CF The question parliament faces is whether to legalise the provision of assistance to take their own life for those who are facing death from a terminal illness.
There is no disagreement, certainly between the two of us, that the current law causes huge suffering for many people and those they love because they cannot have that assistance. And there is no disagreement between us that there need to be robust safeguards to prevent abuse. The disagreement appears to be that you are not convinced that the safeguards will be adequate.
There is literally no evidence from any jurisdiction where there is a terminal illness/assisted dying law that their safeguards don’t work. And by working I mean preventing coercion, and ensuring only patients with capacity receive the assistance.
There have been 25 years of these laws in other countries. This is not a precipitate rush to change. It’s a long delayed and necessary reform where Kim’s bill takes the most cautious approach.
SS I agree the biggest disagreement between us is on whether safeguards could work in detecting coercion or pressure, and on whether the limits in the bill would be subject to expansion by doctors making subjective judgments, or by the courts responding to discrimination-based challenges.
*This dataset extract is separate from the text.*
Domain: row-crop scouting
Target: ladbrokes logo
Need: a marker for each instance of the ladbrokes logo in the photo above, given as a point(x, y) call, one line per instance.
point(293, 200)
I don’t think there’s the evidence to support the claim it can be done safely, and I think the burden of proof is on proponents of changing the law to show it doesn’t come with very significant risks. There’s no reversing the decision on medically assisted suicide, which is why it’s paramount parliament only legalises it if it’s confident the safeguards will work.
Despite our disagreement I’m grateful for the opportunity to discuss this with you so openly and respectfully, and I hope our readers will find our exchange illuminating regardless of their own views.